Better schools will bring better jobs to Georgia

The Atlanta Journal-Constitution

Monday, November 24, 2008

In covering the state Legislature for more than a decade, I’ve listened to dozens of lawmakers insist that low corporate taxes and generous tax breaks are essential to securing Georgia’s economic future. Few argue that the state’s destiny depends on better schools and smarter workers.

Two new reports cast doubt on Georgia’s strategy to use low costs rather than an educated work force as its calling card.

Last week, the Atlanta Regional Commission issued a report showing a stark decline in metro area jobs that pay $5,700 per month or more. According to the ARC, more than 40,000 such jobs have been lost since 2001, while many new jobs created in that period were in the low-paying service sector.

In addition, the Information Technology and Innovation Foundation, funded by the nonprofit Kauffman Foundation, released a study last week of the states best able to thrive in a knowledge-dependent, global, entrepreneurial economy that will rely on highly skilled and highly technical workers.

Leading the 2008 State New Economy Index were Massachusetts, Washington, Maryland, Delaware, New Jersey, Connecticut and Virginia, all states with high-achieving schools and more educated residents. Georgia ranked 21st on the list. In 2007, the state ranked 18th.

The downside of Georgia’s reliance on low taxes and low wages is that the taxes and wages can never be low enough. Industries recruited on that basis are quick to pack up and go when they find even cheaper places to do business. They’ve done so in droves, moving factories to India, Mexico and China. That’s left Georgia with a large unskilled labor force and a shrinking unskilled labor market. According to the ITIF study, Georgia ranks 35th in work-force education.

Eight years ago, University System Chancellor Stephen Portch irked many lawmakers when he criticized the state for its anti-intellectual culture. He gave Georgia’s k-12 system an “F” for educational attainment, a “D” for educational climate, and warned that “we can’t continue to be the No. 1 importer of college degrees.”

Now even that status is in doubt. Georgia ranked 41st in the category of “immigration of knowledge workers,” which means the state is luring fewer highly mobile, highly skilled workers from different countries in search of what the report calls “good employment opportunities coupled with a good quality of life.”

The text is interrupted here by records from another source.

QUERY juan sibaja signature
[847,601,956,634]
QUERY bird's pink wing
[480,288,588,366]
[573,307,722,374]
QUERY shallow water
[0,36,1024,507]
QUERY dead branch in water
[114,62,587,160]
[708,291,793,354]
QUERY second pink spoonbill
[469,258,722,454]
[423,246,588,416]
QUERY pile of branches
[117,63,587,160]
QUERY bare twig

Nor does Georgia rank high in attracting similarly skilled American workers. The state ranked 38th in the “migration of U.S. knowledge workers.”

“Just as countries compete for talent, so do states,” the report explained. “And while foreign immigration is important, the lion’s share of immigration into states is from Americans moving across state lines. Accordingly, states now compete with one another not only to attract business, but also to attract the skilled workers who will work for those businesses or start their own.”

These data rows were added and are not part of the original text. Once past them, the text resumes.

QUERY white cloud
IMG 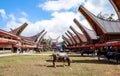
[21,11,28,17]
[38,0,85,11]
[84,0,118,19]
[0,9,7,19]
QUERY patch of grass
[32,51,53,54]
[0,55,120,76]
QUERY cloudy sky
[0,0,117,41]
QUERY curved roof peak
[79,6,120,35]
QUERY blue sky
[0,0,117,41]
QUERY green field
[0,55,120,76]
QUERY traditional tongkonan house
[70,26,87,45]
[0,29,20,52]
[62,35,73,47]
[74,19,97,47]
[109,0,120,20]
[20,30,45,51]
[79,6,120,50]
[67,31,77,46]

Georgia ought to court those smart workers because they improve the state’s per-capita income. Everyone benefits when an ambitious and bright New York couple moves here to launch a high-tech business: the employees they hire, the real estate agents who rent them office space and sell them a house, the contractors who renovate that house, the shops that sell them curtains, furniture and appliances and the communities in which they pay their higher property taxes.

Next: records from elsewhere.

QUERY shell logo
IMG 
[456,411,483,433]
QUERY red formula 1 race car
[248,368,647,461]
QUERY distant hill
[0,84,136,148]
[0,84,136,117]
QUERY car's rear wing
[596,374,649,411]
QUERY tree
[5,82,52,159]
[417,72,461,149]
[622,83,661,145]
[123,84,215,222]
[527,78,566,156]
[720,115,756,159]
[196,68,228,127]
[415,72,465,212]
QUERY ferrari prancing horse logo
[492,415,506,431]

But before such couples bring their knowledge and their wealth to Georgia, they often want to know one thing: How good are the schools? In too many cases, the conversation ends right there, especially in rural areas most desperate for economic development.

The solution is not a return to some magic good old days of public education in Georgia, as some lawmakers contend. That golden era never existed. Schools were worse a generation ago, and romanticizing them won’t change that fact. Nor will pretending the problem lies with “government schools,” which has become the pro-voucher crowd’s favorite slur.

Georgia first has to catch up with states such as Massachusetts that have always put a premium on education; then it has to surpass them in producing competent, creative and innovative students. And we better start now.

Maureen Downey is a member of the editorial board.